You are viewing a plain text version of this content. The canonical link for it is here.
Posted to java-dev@axis.apache.org by Kristian Barek <ba...@gmail.com> on 2009/02/10 19:15:50 UTC

anyURI MalformedURIException with UTF-8 characters - bug or feature?

Is Apache Axis correct in disallowing international (UTF-8) characters in
anyURI tags when processing responses to web services requests?

I've looked at the specification at
http://www.w3.org/TR/xmlschema-2/#anyURI, and as far as I can see,
anyURIs can contain any character, so long as the
resulting of URL encoring the URL is valid. This simple test case
illustrates the problem:

class Test {
 public static void main(String[] args) {
   try {
   org.apache.axis.types.URI uri = new org.apache.axis.types.URI("
http://www.utdanningsdirektoratet.no/templates/udir/TM_Læreplan.aspx?id=2100&laereplanid=707207<http://www.utdanningsdirektoratet.no/templates/udir/TM_L%C3%A6replan.aspx?id=2100&laereplanid=707207>
");
   } catch(Exception e) {
     System.out.println(e);
   }
 }
}

If anyone can provide me with any background / reasons on why Axis indeed is
correct in invalidating this URI, I would be very grateful.
(If I can point to which standards our web services vendor is breaking, then
I have a much better case to get them to stop putting norwegian characters
in their anyURIs. :)

Best regards,
Kristian Barek

RE: anyURI MalformedURIException with UTF-8 characters - bug or feature?
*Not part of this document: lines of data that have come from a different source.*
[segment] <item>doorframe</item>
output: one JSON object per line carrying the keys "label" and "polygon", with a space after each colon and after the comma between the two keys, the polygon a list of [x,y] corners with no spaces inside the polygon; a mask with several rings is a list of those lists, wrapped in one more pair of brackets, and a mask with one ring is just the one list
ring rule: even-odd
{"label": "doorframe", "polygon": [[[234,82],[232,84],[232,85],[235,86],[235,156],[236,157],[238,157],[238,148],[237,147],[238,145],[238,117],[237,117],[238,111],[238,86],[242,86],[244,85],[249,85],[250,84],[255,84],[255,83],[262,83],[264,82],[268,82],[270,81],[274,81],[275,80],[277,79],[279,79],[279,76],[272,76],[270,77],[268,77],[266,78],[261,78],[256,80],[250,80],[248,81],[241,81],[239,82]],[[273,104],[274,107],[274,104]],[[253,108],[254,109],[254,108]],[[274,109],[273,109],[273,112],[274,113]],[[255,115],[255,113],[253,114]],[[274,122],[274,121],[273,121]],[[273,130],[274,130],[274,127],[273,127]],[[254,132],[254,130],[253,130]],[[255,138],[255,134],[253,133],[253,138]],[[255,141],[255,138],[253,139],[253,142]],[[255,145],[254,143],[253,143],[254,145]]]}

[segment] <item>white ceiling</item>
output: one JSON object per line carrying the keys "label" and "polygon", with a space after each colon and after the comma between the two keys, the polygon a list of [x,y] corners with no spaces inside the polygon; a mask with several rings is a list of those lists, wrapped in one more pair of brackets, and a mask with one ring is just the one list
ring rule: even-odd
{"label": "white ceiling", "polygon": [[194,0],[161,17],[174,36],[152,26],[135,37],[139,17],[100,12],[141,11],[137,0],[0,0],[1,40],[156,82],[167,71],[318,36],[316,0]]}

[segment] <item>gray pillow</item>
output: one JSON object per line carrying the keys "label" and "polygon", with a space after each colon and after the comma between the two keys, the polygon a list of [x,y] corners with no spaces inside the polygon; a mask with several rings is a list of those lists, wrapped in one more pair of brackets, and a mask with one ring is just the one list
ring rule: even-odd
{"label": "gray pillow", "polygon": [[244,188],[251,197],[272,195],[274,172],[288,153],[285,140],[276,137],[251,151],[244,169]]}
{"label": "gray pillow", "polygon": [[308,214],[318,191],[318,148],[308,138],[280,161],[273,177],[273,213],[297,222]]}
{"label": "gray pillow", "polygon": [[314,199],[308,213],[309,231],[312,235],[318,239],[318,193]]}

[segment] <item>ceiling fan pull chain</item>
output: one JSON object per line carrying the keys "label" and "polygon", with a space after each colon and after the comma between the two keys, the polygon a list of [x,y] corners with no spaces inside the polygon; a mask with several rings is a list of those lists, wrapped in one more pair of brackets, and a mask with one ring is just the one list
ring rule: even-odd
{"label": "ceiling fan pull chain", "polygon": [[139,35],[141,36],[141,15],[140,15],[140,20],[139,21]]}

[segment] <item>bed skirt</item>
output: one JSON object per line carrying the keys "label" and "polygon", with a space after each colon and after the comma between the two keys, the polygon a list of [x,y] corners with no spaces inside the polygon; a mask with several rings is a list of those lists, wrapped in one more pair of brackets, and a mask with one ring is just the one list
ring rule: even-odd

Posted by Tom Jordahl <tj...@adobe.com>.
Kristian,

Looking at the source for the Axis 1.x URI class, it seem there are two facts here

1.       We borrowed this code from the Xerces 2 source tree

2.       It jumps through a lot of hoops to make sure the right characters are in the URI, and the comment header in the file references the following RFCs:
RFC 2396 - http://www.ietf.org/rfc/rfc2396.txt?number=2396
RFC 2732 - http://www.ietf.org/rfc/rfc2732.txt?number=2732

Hope that helps.

Tom Jordahl

From: Kristian Barek [mailto:barexx@gmail.com]
Sent: Tuesday, February 10, 2009 1:16 PM
To: axis-dev@ws.apache.org
Subject: anyURI MalformedURIException with UTF-8 characters - bug or feature?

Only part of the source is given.